Last night, I went to this month’s After the Carnival reading in Long Beach. It was the book launch for Michael Buckley’s new short story collection, Miniature Men, from World Parade Books. Tonight, I’ll be heading down that way again to see Fred Voss and Clint Margrave at Cheapshots in Long Beach.

 

I always enjoy the readings in Long Beach for a number of reasons. The first is completely personal. I went to Long Beach State for my MFA. I was a young man in the city and had a great time. Driving through those tightly packed streets brings me back to all the fun I had at that time with some of the most welcoming and open people I’ve ever known.

 

But the second reason I love those series is tied to the first. So many of the poets and writers are welcoming and open in that part of the town, and I’m not just talking about the way they treat each other and the people who show up to their readings. I’m talking about their writing.

 

I like a poem that’s accessible. I like a poet whose work makes clear sense. Too much poetry makes reference to ideas, people, and places that are so personal to the poets or their philosophies that when we read them, we are made to feel like outsiders. They are the cool kids, and we are the slightly awkward, acne-faced kids smelling vaguely like paste and sweat and wishing to be included.

 

Not so with the Long Beach movement. It all started with Charles Bukowski. If you know his work, you know how direct his language is and how clearly he transmits his ideas. You also know, and might be turned off by, how bawdy he can be.
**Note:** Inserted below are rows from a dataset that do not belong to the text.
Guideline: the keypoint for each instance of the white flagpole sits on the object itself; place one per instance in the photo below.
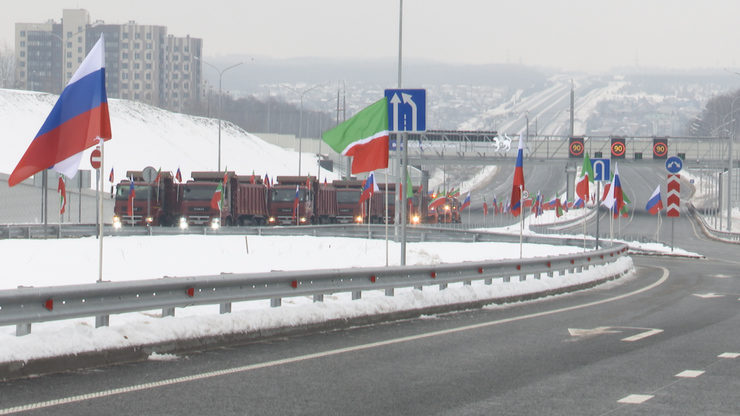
(521, 222)
(386, 217)
(100, 212)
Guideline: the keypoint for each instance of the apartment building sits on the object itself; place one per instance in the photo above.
(142, 62)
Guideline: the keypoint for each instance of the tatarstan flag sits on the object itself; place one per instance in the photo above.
(364, 137)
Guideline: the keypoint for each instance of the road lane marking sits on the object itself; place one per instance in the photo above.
(690, 373)
(635, 398)
(323, 354)
(732, 355)
(642, 335)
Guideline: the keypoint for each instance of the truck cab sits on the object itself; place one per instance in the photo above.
(291, 201)
(349, 209)
(152, 204)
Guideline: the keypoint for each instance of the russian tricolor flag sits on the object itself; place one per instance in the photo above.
(369, 187)
(518, 185)
(655, 203)
(466, 202)
(78, 118)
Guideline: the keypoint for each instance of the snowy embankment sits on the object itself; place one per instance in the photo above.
(144, 135)
(57, 262)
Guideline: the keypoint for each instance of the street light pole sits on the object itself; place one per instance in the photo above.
(220, 79)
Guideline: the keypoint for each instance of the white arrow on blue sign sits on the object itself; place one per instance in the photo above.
(601, 169)
(674, 164)
(406, 109)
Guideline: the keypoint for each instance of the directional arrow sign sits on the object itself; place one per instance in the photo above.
(601, 169)
(674, 164)
(406, 110)
(674, 195)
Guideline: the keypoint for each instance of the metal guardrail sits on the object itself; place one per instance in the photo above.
(712, 232)
(27, 305)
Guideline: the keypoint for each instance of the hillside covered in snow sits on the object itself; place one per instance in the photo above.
(148, 136)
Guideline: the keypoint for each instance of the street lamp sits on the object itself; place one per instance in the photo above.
(300, 120)
(220, 77)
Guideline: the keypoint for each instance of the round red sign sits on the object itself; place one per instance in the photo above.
(96, 158)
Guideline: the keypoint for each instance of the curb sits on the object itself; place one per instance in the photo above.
(109, 357)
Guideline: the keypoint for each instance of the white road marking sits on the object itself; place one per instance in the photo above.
(635, 398)
(642, 335)
(732, 355)
(600, 330)
(708, 295)
(242, 369)
(690, 373)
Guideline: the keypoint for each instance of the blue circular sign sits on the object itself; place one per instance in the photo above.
(674, 164)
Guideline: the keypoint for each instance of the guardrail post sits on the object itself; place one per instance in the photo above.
(102, 320)
(22, 329)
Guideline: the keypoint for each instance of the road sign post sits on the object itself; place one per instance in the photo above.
(406, 113)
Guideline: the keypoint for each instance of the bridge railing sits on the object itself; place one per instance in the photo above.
(711, 231)
(27, 305)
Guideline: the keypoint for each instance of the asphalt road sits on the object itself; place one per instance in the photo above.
(648, 344)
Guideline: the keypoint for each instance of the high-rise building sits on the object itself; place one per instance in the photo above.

The legacy he left in Long Beach, through poets like Gerald Locklin, Donna Hilbert, Ray Zepeda, and their protégées is that of clear writing more than anything else.

 

When you read one of these poems, they draw you in and you feel that you are part of the literary world. They are real people writing about real events and real emotions. I can’t get enough of that. I like to know when I’m reading a poem that the poet understands what it’s like to have trouble paying bills or raising kids or driving on the Ten freeway. In short, I like to know that I’m not completely alone in this world, that I’m not going through this by myself. These poets do that.